D'abord le Covid, puis la crise des puces, qui a paralysé les chaînes de production de l'industrie automobile mondiale. Désormais, des années plus tard, le spectre d'un nouveau blocage dans la fourniture de semi-conducteurs refait surface. Au centre de cette nouvelle potentielle urgence se trouve Nexperia, groupe basé aux Pays-Bas et parmi les principaux fournisseurs mondiaux de puces pour l'industrie automobile.

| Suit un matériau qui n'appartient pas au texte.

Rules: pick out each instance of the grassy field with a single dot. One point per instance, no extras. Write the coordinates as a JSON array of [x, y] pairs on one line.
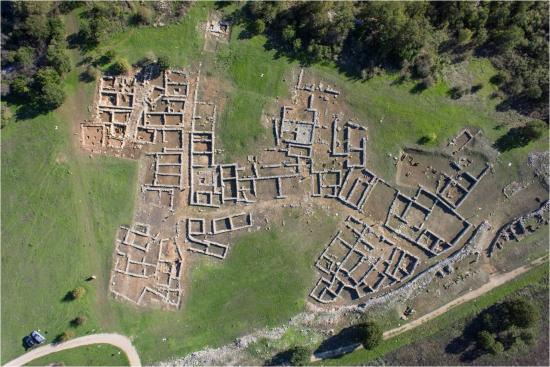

Selon des sources proches de l'industrie, les stocks actuellement disponibles pourraient s'épuiser en quelques semaines, ouvrant le scénario le plus redouté : l'arrêt des installations de production en Europe et en Amérique du Nord.
BMW : premiers signes de difficultés dans la chaîne logistique
Le premier à signaler des problèmes concrets, comme l'a rapporté Automotive News Europe, a été BMW, qui a déclaré avoir constaté des impacts sur certaines parties de son réseau d'approvisionnement. L'assemblage dans les usines se poursuit pour l'instant sans retards, mais le constructeur allemand a intensifié les contrôles pour anticiper les éventuelles difficultés et, si nécessaire, activer des contre-mesures.
Aussi, Mercedes, Volkswagen, Stellantis et Renault suivent de près l'évolution de la situation. Certaines d'entre elles, selon des sources industrielles, auraient déjà mis en place des groupes de travail dédiés à gérer cette urgence. En particulier, Volkswagen a confirmé que certains composants utilisés dans ses véhicules contiennent des puces Nexperia, même si elles ne sont pas fournies directement. Stellantis, quant à elle, a confirmé des contacts en cours avec le fabricant néerlandais et d'autres partenaires stratégiques pour comprendre l'ampleur potentielle de la crise.
Petites puces, conséquences énormes
Les puces produites par Nexperia, bien que "basiques" par rapport aux microprocesseurs haute performance, sont essentielles pour des centaines de fonctions électroniques présentes dans chaque voiture. Elles sont utilisées pour contrôler les systèmes de sécurité, la gestion de la puissance, l'éclairage, mais aussi des éléments comme le volant ou les lève-vitres.
Le problème critique est que ces semi-conducteurs, dans la plupart des cas, n'arrivent pas directement aux constructeurs automobiles, mais sont intégrés dans les modules fournis par des entreprises de premier et de second niveau. Cela rend très difficile la cartographie précise de l'effet domino d'une éventuelle interruption d'approvisionnement.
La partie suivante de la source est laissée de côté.